One of James Baldwin’s most memorable essays, a subtle meditation on sexual preference, race, and gender, is entitled “Here Be Dragons.” So much of traditional African American literature, even fiction and poetry—ostensibly at least once removed from direct statement—was meant to deal a fatal blow to the dragon of racism. For black writers since the eighteenth-century beginnings of the tradition, literature has been one more weapon—a very important weapon, mind you, but still one weapon among many—in the arsenal black people have drawn upon to fight against antiblack racism and for their equal rights before the law. Ted Joans, the black surrealist poet, called this sort of literature from the sixties’ Black Arts movement “hand grenade poems.” Of what possible use are the niceties of figuration when one must slay a dragon? I can hear you say, give me the blunt weapon anytime! Problem is, it is more difficult than some writers seem to think to slay a dragon with a poem or a novel. Social problems persist; literature too tied to addressing those social problems tends to enter the historical archives, leaving the realm of the literary. Let me state bluntly what should be obvious: writers are read for how they write, not what they write about.

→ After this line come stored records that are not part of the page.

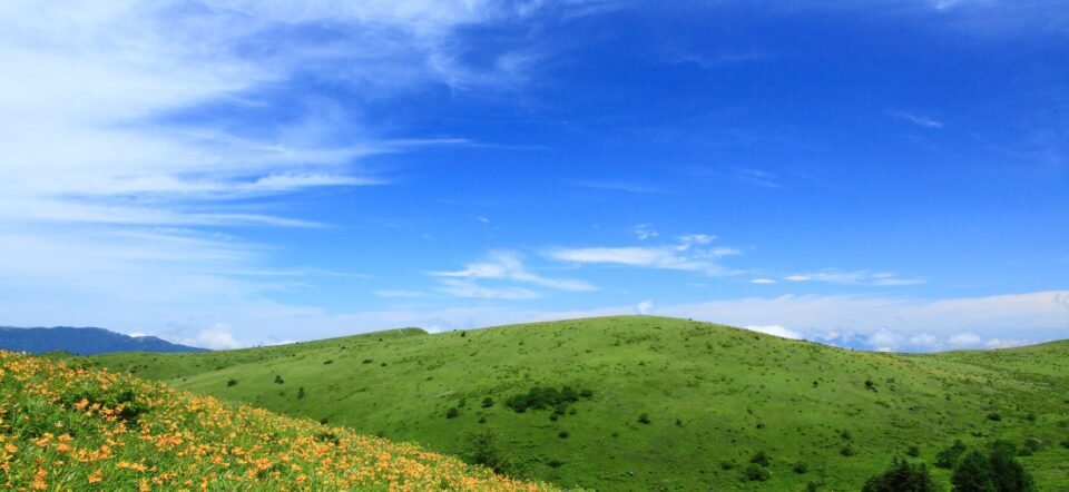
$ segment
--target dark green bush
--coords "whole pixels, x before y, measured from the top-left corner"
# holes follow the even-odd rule
[[[471,452],[468,459],[471,463],[483,465],[498,473],[510,473],[514,470],[511,456],[498,446],[498,433],[491,427],[482,427],[468,434],[468,445]]]
[[[568,404],[579,401],[579,392],[571,386],[556,387],[533,386],[527,394],[519,394],[510,397],[504,404],[516,411],[523,413],[527,410],[543,410],[548,407],[567,409]],[[563,412],[560,412],[563,414]]]
[[[944,449],[935,454],[935,466],[941,469],[952,469],[958,464],[958,460],[961,459],[962,454],[965,454],[965,443],[961,440],[954,440],[954,443],[950,447]]]
[[[772,472],[757,463],[751,463],[749,466],[746,466],[746,480],[751,482],[764,482],[771,478]]]
[[[1036,484],[1014,456],[1013,443],[996,441],[988,452],[974,450],[954,466],[953,492],[1033,492]]]
[[[869,479],[862,492],[935,492],[928,466],[895,457],[883,473]]]

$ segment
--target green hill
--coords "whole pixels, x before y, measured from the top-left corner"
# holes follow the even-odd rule
[[[491,429],[508,472],[560,485],[860,490],[911,446],[932,463],[955,439],[1036,437],[1026,468],[1040,490],[1069,490],[1067,342],[902,355],[621,316],[92,360],[461,456]],[[744,478],[758,452],[767,482]]]

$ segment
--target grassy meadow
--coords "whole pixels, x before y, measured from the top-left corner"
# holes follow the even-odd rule
[[[1006,439],[1069,490],[1069,342],[904,355],[619,316],[89,361],[560,486],[860,490],[893,456]]]
[[[415,445],[2,351],[0,489],[555,490]]]

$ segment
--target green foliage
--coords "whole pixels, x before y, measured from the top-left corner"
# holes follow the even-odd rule
[[[996,441],[988,451],[970,451],[951,476],[953,492],[1033,492],[1036,485],[1014,456],[1016,446]]]
[[[862,492],[935,492],[935,483],[923,463],[911,464],[895,457],[891,468],[869,479]]]
[[[556,387],[533,386],[526,394],[518,394],[510,397],[504,404],[516,411],[523,413],[528,409],[542,410],[547,407],[556,409],[559,415],[563,415],[568,404],[578,402],[579,393],[571,386]]]
[[[941,469],[954,468],[954,465],[958,464],[958,460],[961,459],[961,455],[965,453],[965,450],[968,450],[965,443],[961,442],[960,439],[954,440],[953,444],[935,454],[935,466]]]
[[[500,445],[500,435],[492,427],[481,427],[465,435],[467,459],[473,464],[483,465],[498,473],[512,473],[514,462]]]
[[[746,466],[744,475],[746,476],[746,480],[749,480],[751,482],[764,482],[772,478],[772,472],[757,463],[751,463],[748,466]]]
[[[374,364],[362,364],[365,358]],[[322,365],[325,360],[334,364]],[[388,360],[390,365],[380,367]],[[1069,476],[1058,469],[1069,462],[1069,449],[1058,445],[1069,437],[1063,416],[1069,415],[1069,343],[873,354],[686,319],[622,316],[479,329],[463,340],[458,333],[392,331],[90,361],[136,366],[141,377],[276,412],[331,415],[332,423],[364,434],[389,430],[391,439],[444,454],[467,453],[464,431],[492,424],[508,436],[501,449],[529,466],[531,478],[597,490],[658,490],[666,483],[675,490],[737,490],[757,450],[774,456],[768,490],[805,490],[811,481],[821,490],[860,490],[910,445],[933,465],[938,451],[973,430],[997,431],[1018,445],[1030,435],[1050,441],[1053,445],[1026,466],[1042,490],[1069,490]],[[275,374],[285,374],[286,384],[306,385],[307,397],[295,398],[296,387],[282,394],[285,386],[272,384]],[[866,376],[879,393],[865,390]],[[227,388],[228,377],[241,384]],[[569,403],[557,423],[550,421],[557,405],[526,413],[506,405],[534,385],[597,388],[597,398],[580,391],[579,402]],[[443,417],[461,396],[475,395],[468,412]],[[479,407],[488,395],[496,404]],[[572,416],[572,410],[579,412]],[[1003,420],[984,425],[992,411],[1002,412]],[[655,422],[636,422],[644,412]],[[1034,422],[1026,420],[1028,413],[1037,415]],[[477,423],[481,417],[487,425]],[[677,419],[684,427],[673,425]],[[758,421],[765,429],[756,429]],[[576,432],[561,440],[558,425],[565,422]],[[849,430],[851,439],[840,430]],[[844,445],[856,454],[842,456]],[[741,455],[742,450],[749,451]],[[550,457],[568,464],[551,469]],[[725,460],[738,465],[725,473],[719,468]],[[792,464],[803,460],[808,472],[793,473]],[[628,476],[629,471],[636,474]],[[938,472],[933,475],[949,478]],[[766,484],[747,486],[759,485]]]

Frederick Douglass—for this generation of readers one of the most widely read writers—reflected on this matter even in the midst of one of his most fiery speeches addressing the ironies of the sons and daughters of slaves celebrating the Fourth of July while slavery continued unabated. In his now-classic essay “What Is to the Slave the Fourth of July” (1852), Douglass argued that an immediate, almost transparent form of discourse was demanded of black writers by the heated temper of the times, a discourse with an immediate end in mind: “At a time like this, scorching irony, not convincing argument, is needed…. a fiery stream of biting ridicule, blasting reproach, withering sarcasm, and stern rebuke. For it is not light that is needed, but fire; it is not the gentle shower, but thunder. We need the storm, the whirlwind, and the earthquake.” Above all else, Douglass concludes, the rhetoric of the literature created by African Americans must, of necessity, be a purposeful rhetoric, its ends targeted at attacking the evils that afflict black people: “The feeling of the nation must be quickened; the conscience of the nation must be roused; the propriety of the nation must be startled; the hypocrisy of the nation must be exposed; and its crimes against God and man must be proclaimed and denounced.” And perhaps this was so; nevertheless, we read Douglass’s writings today in literature classes not so much for their content but to understand, and marvel at, his sublime mastery of words, words—to paraphrase Calvino—that never finish saying what it is they have to say, not because of their “message,” but because of the language in which that message is inextricably enfolded.